Page 90 of The Russian's Revenge Bride
“Hi,” I said, suddenly awkward. What did you say to the father you’d never known you had?
He solved the problem by pulling me into a hug that smelled like paint and coffee and something indefinably safe.
“I’ve wanted to do that for twenty-one years,” he said quietly.
Dinner was strange in the best possible way. Mom looked younger, lighter, like someone had lifted a weight she’d been carrying for decades. Garrison asked about my work, about my designs, about everything William had never bothered to learn about me.
“You get that from me,” he said when I mentioned sketching. “The need to create something with your hands. Your mother told me you design everything in sketchbooks first.”
“It’s like therapy,” I admitted. “When everything feels chaotic, drawing helps me think.”
“I know exactly what you mean.” He disappeared for a moment, returning with a leather portfolio. “I kept these. Drew them after every conversation I had with your mother about you over the years.”
I opened the portfolio and felt my breath catch. Sketches of a little girl with my eyes and my smile. Imagined drawings of birthday parties and school plays and all the moments he’d missed. A father’s love preserved in graphite and charcoal.
“They’re beautiful,” I whispered.
“So are you.” He touched my cheek gently. “I’m so proud of the woman you’ve become, Eleanor. Despite everything, despite him, you became exactly who you were meant to be.”
I looked across the table at Maxim, who was watching this reunion with something soft in his storm-gray eyes. My mother was crying happy tears, and Garrison was showing me twenty-one years of drawings he’d made of a daughter he couldn’t claim.
This was what family was supposed to feel like.
Later that night, back in our bedroom, I sat curled on the windowsill with my sketchbook, trying to capture the feeling of the evening in lines and shadows. The stars were sharp against the dark sky, and I found myself drawing them, weaving them into patterns that looked like hope.
Maxim walked in, still wearing the dress shirt from dinner but with the sleeves rolled up and the top buttons undone. He moved with that predatory grace that had terrified me eight months ago and now made my pulse quicken for entirely different reasons.
He reached over and gently took the pencil from my hand, setting it aside before pulling me into his arms.
“You’ve been quiet,” he said, settling me against his chest.
I breathed in his scent, that combination of expensive cologne and something uniquely him that made me feel safe in a way I’d never known I needed.
“I was scared,” I admitted, the words muffled against his shoulder.
“Of what?”
“That killing him would change something between us.” I pulled back to look at his face. “That knowing you murdered my…that you killed William…would make me see you differently.”
Maxim’s jaw tightened. “And does it?”
I studied his face, this man who’d kidnapped me and claimed me and ultimately freed me from a life of quiet desperation.

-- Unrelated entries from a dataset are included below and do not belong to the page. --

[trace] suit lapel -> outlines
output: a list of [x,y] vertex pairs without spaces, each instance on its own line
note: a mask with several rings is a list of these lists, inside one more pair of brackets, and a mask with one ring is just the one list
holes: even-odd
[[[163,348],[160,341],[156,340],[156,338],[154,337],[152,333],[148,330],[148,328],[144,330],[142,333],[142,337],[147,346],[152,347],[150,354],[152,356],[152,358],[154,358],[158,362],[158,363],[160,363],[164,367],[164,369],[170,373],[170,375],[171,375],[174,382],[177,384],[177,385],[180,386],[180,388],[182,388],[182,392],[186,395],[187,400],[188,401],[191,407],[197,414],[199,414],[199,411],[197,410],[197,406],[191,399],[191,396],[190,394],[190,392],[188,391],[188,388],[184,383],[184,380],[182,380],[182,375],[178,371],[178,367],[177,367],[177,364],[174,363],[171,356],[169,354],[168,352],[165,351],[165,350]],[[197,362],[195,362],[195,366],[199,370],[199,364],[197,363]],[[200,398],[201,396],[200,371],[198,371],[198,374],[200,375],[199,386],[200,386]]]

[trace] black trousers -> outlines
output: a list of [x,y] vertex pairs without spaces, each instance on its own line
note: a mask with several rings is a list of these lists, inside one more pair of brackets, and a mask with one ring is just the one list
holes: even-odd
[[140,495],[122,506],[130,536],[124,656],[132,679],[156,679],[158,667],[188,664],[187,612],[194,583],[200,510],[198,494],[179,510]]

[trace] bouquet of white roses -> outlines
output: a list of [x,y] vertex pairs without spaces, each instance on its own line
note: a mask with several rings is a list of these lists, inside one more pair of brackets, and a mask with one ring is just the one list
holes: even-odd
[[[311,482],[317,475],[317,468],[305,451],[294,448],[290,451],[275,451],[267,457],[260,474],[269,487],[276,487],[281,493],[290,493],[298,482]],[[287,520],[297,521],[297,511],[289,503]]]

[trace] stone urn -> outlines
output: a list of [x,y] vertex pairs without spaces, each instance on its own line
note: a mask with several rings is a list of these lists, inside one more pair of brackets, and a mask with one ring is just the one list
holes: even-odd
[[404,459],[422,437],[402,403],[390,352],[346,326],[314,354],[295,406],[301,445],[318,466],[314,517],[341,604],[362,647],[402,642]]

Who’d killed for me without hesitation and would do it again if I asked.
“Yeah,” I said quietly. “It does.”
I felt him tense, saw something vulnerable flash across his features.
“It makes me see how far you’ll go to protect what’s yours,” I continued. “How you’d rather have blood on your hands than let anyone hurt me. It makes me see that you love me enough to become a monster if that’s what it takes to keep me safe.”
His expression shifted, relief mixing with something darker, hungrier.
“The only thing that’s changed,” he said, brushing a strand of hair from my cheek, “is how much more I’d kill to keep you safe.”
I looked into his eyes and knew, right then, that there was no safer place in the world for my heart than in the hands of this beautiful, brutal man who’d claimed me as his own.
I kissed him then, slow and deep, trying to pour eight months of love and trust and absolute certainty into the contact of our mouths. Trying to show him that I wasn’t afraid anymore. Not of him, not of what we’d built together, not of the blood it had taken to get here.
He responded like a man starving, his hands tangling in my hair as he deepened the kiss. When we broke apart, we were both breathing hard.